Not much, maybe once a month. One thing I vaguely recall is the sequence and error handling of some service caching, writing to a database, and putting a message on a queue. Obviously it wasn't about "curlies in the right place". And as mentioned, it wasn't recently, it was about 3 years ago now - the most recent team I work with is very small and half remote.

I still think there are things that are good to be able to do, even if you don't use them regularly. As a bad metaphor, swimmers do some dry-land training...

Do interviewers actually really care about the curlies being in the right place? I've never interviewed in the US, but certainly every interview I've had in Europe that required whiteboard coding only required essentially pseudo-code that looked more or less like the target language.
It's not just those costs. The real cost is the phenomenal candidate you do miss. If engineering talent follows a power distribution, as I believe it does, then a single mistaken "no hire" can mean more productivity than the all the rest of your engineering hiring for the quarter.
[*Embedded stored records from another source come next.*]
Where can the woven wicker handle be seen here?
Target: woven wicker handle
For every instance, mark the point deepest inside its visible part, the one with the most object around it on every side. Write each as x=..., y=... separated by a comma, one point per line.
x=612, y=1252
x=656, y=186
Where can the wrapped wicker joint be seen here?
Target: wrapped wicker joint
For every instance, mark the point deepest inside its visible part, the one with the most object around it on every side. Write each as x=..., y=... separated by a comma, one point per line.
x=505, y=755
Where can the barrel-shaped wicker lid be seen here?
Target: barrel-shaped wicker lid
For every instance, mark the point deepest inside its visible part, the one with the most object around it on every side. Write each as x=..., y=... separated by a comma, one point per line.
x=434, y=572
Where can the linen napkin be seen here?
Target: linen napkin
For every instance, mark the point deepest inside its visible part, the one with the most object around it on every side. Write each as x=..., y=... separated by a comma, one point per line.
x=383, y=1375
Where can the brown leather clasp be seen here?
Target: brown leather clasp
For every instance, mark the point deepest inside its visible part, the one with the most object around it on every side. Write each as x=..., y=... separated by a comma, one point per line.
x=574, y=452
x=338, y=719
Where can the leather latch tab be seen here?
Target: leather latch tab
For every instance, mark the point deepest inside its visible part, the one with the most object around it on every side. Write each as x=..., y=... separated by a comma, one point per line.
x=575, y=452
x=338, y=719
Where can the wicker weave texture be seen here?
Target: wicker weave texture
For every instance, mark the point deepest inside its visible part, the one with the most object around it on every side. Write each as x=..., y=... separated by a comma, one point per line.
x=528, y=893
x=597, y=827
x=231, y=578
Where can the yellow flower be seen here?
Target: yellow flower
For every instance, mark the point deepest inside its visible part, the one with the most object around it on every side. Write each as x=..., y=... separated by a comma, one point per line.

Perhaps this is why Ben Horrowitz made such a strong case that for key roles you should, "Hire on strength, not on a lack of weaknesses."

A phenomenal candidate can leave pretty easily, too.

But when I'm taking about not being afraid to make a "no hire" call, I'm not talking about the incredibly strong candidates. They tend to shine pretty well if you don't have a hiring process that is difficult for the sake of being difficult (e.g. brain teasers and whiteboarding). When I talk about not being afraid to dismiss someone, I'm talking about the (perhaps admirable) human urge to give an underwhelming candidate another shot.

>No other profession hires with a full day oral examination

When I was looking into pharmaceutical jobs, before I got into the tech industry, many of my inteeviews were all day affairs. Sometimes 5 or so interviewers would all come into one room and start bombarding you with questions, putting your answers down, play good cop bad cop, etc.